Companies are sometimes choosing software-as-a-service over on-premises software because it is inexpensive and flexible, yet recent outages at Google and Workday are reminders that SaaS isn't perfect. SaaS lets CIO pay only for what they need, but how do CIOs make sure they get the performance they've paid for?
Most SaaS vendors only guarantee 99.9% availability or better, depending on the app, because in any IT infrastructure, unplanned outages can and do occur.
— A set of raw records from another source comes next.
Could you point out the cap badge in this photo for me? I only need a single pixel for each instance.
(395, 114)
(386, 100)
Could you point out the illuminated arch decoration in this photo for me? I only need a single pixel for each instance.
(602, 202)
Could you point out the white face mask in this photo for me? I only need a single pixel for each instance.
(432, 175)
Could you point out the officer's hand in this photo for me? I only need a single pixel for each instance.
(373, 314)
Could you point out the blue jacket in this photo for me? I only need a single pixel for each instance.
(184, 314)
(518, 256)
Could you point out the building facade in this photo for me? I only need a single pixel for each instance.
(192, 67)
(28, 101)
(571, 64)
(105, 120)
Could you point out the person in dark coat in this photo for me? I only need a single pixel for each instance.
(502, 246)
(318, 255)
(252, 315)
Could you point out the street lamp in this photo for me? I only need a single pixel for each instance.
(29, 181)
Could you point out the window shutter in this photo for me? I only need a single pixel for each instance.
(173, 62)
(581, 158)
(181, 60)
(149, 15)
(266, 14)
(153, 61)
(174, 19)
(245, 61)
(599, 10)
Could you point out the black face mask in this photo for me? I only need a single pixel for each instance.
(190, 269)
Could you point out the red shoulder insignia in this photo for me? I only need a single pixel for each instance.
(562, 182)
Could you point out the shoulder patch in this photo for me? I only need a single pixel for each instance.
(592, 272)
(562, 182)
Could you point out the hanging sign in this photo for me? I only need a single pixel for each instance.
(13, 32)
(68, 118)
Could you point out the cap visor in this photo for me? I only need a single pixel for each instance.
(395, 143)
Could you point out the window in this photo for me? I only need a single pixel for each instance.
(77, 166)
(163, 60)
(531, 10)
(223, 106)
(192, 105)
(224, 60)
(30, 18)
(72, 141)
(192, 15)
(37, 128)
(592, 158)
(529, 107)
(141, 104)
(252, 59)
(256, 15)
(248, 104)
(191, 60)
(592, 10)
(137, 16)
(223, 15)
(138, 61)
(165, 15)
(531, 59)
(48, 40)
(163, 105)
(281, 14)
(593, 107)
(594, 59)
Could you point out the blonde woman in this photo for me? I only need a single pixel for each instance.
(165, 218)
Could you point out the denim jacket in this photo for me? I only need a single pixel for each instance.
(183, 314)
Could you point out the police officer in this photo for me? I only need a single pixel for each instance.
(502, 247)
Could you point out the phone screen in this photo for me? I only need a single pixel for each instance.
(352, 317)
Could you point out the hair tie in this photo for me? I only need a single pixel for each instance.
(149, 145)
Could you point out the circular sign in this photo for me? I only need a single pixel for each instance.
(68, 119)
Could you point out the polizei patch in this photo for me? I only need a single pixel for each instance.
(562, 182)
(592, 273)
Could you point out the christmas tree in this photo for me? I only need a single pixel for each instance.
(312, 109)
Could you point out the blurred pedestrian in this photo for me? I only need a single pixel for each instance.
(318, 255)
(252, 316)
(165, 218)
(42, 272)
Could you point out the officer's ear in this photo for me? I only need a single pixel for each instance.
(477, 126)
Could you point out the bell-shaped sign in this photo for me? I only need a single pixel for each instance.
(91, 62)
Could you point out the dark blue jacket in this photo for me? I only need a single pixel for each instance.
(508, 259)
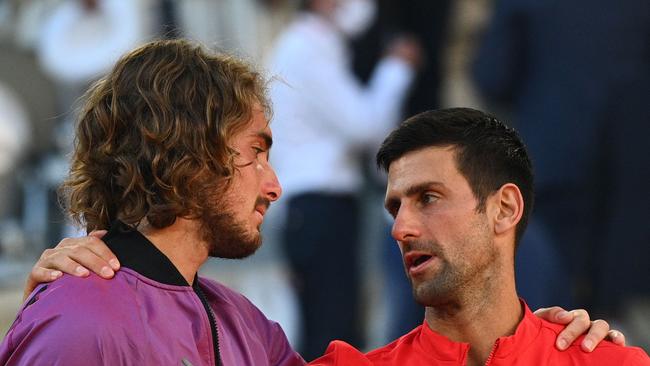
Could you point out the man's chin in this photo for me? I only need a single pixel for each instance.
(237, 249)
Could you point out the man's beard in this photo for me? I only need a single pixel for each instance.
(442, 286)
(227, 237)
(452, 279)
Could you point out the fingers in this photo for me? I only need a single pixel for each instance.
(39, 275)
(617, 337)
(598, 331)
(98, 233)
(77, 256)
(555, 315)
(90, 251)
(578, 323)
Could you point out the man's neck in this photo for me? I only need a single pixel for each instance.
(479, 319)
(181, 243)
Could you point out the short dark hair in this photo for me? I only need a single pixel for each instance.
(489, 154)
(154, 134)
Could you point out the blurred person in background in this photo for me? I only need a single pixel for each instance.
(15, 142)
(428, 22)
(575, 75)
(325, 119)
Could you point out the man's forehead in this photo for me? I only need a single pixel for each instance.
(419, 162)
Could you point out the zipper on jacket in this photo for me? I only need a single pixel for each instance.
(213, 324)
(494, 349)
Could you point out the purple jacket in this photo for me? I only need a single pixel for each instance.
(147, 315)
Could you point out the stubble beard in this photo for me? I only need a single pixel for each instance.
(226, 236)
(457, 281)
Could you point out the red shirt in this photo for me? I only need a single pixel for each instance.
(532, 344)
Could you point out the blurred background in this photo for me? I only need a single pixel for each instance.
(572, 77)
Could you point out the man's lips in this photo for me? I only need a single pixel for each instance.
(416, 262)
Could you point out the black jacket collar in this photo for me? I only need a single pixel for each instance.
(135, 251)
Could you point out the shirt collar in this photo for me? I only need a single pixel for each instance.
(442, 348)
(135, 251)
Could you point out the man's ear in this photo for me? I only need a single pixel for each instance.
(510, 207)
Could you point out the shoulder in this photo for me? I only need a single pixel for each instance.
(70, 321)
(234, 303)
(605, 353)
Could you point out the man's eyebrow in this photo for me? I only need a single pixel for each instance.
(421, 187)
(391, 203)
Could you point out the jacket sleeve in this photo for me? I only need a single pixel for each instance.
(55, 331)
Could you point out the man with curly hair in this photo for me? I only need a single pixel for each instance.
(170, 166)
(171, 157)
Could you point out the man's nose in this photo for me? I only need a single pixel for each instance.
(271, 188)
(406, 225)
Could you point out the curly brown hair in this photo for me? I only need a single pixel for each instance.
(153, 135)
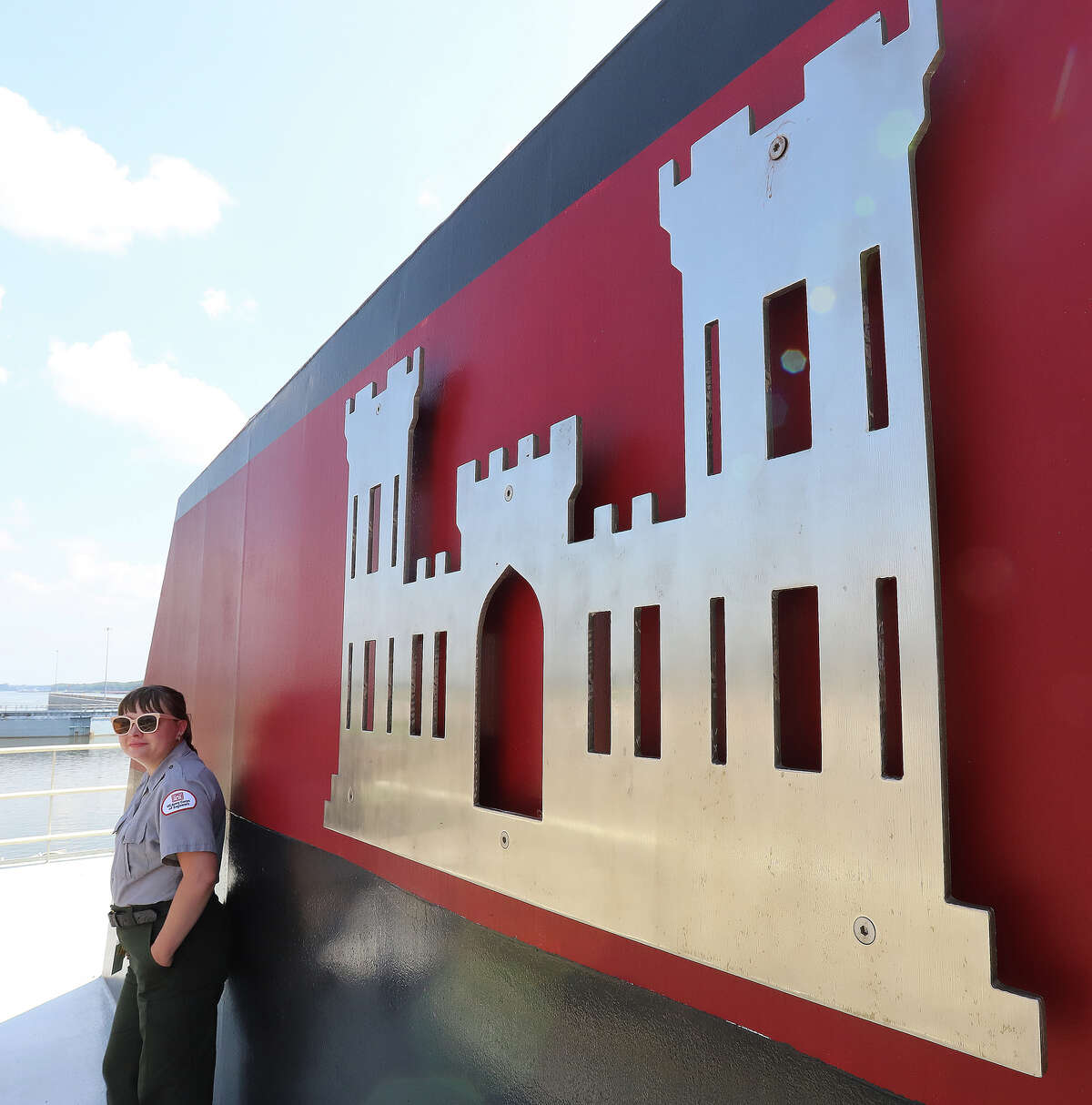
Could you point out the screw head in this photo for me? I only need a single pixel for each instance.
(864, 930)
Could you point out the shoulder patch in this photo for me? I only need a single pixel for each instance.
(178, 800)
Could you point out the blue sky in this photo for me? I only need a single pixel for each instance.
(191, 200)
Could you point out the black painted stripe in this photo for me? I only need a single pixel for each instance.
(680, 55)
(378, 996)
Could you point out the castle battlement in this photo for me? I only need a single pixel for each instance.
(536, 482)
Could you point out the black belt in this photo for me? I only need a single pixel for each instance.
(128, 917)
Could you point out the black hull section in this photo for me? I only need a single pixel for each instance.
(347, 989)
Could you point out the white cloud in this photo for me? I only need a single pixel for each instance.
(29, 583)
(15, 514)
(189, 419)
(56, 184)
(91, 569)
(215, 302)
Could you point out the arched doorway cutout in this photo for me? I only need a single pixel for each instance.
(509, 700)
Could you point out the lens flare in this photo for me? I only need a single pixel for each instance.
(822, 299)
(895, 132)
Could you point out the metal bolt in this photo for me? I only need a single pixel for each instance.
(864, 930)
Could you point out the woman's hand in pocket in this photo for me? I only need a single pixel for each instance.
(159, 957)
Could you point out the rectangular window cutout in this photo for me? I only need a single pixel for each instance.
(375, 497)
(797, 704)
(647, 682)
(875, 352)
(369, 712)
(440, 683)
(886, 609)
(713, 397)
(356, 506)
(393, 530)
(788, 371)
(719, 706)
(390, 684)
(349, 693)
(417, 664)
(599, 682)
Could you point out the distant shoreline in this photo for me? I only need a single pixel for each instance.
(112, 687)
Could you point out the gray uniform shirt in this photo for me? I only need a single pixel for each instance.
(178, 809)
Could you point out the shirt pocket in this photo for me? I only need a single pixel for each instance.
(140, 850)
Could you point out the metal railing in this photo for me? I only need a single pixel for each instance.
(53, 791)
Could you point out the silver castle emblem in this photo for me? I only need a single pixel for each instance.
(678, 804)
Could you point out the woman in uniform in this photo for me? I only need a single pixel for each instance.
(167, 855)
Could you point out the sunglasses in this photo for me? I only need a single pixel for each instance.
(146, 723)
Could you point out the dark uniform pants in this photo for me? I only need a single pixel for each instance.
(163, 1047)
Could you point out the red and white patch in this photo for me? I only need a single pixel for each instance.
(178, 800)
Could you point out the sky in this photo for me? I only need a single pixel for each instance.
(192, 199)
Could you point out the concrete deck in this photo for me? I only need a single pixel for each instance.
(56, 1009)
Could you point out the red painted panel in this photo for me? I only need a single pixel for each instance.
(585, 318)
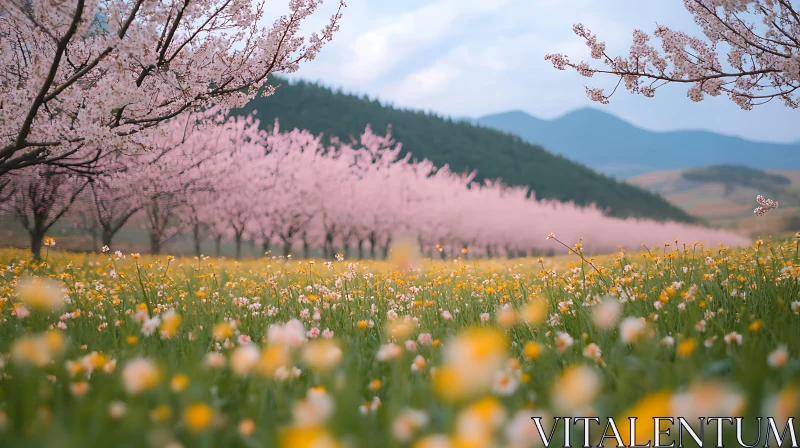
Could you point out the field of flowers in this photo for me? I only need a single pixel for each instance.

But a good SaaS vendor, in addition to presenting a solid fail-over plan, is forthright about system performance, and communicates the details of unplanned outages if they occur.
Ray Wang, an analyst with Altimeter Group, published a best-practices document for SaaS earlier this month, titled "Customer Bill Of Rights: Software-as-a-Service." On performance metrics, Wang advises that SaaS customers should expect their vendors to provide a "trust site" for monitoring service levels (such as Trust.salesforce.com or status.netsuite.com), although not all vendors provide such sites. Vendors also should provide a monthly report on key availability and continuity metrics, Wang advises.
Workday, which offers human resources, financial apps, and payroll-as-a-service, is among those that don't offer a trust site. But it's still a small company, with only 100 customers, so it was easy enough to call or e-mail customers with status updates during a 15-hour outage on Sept. 24.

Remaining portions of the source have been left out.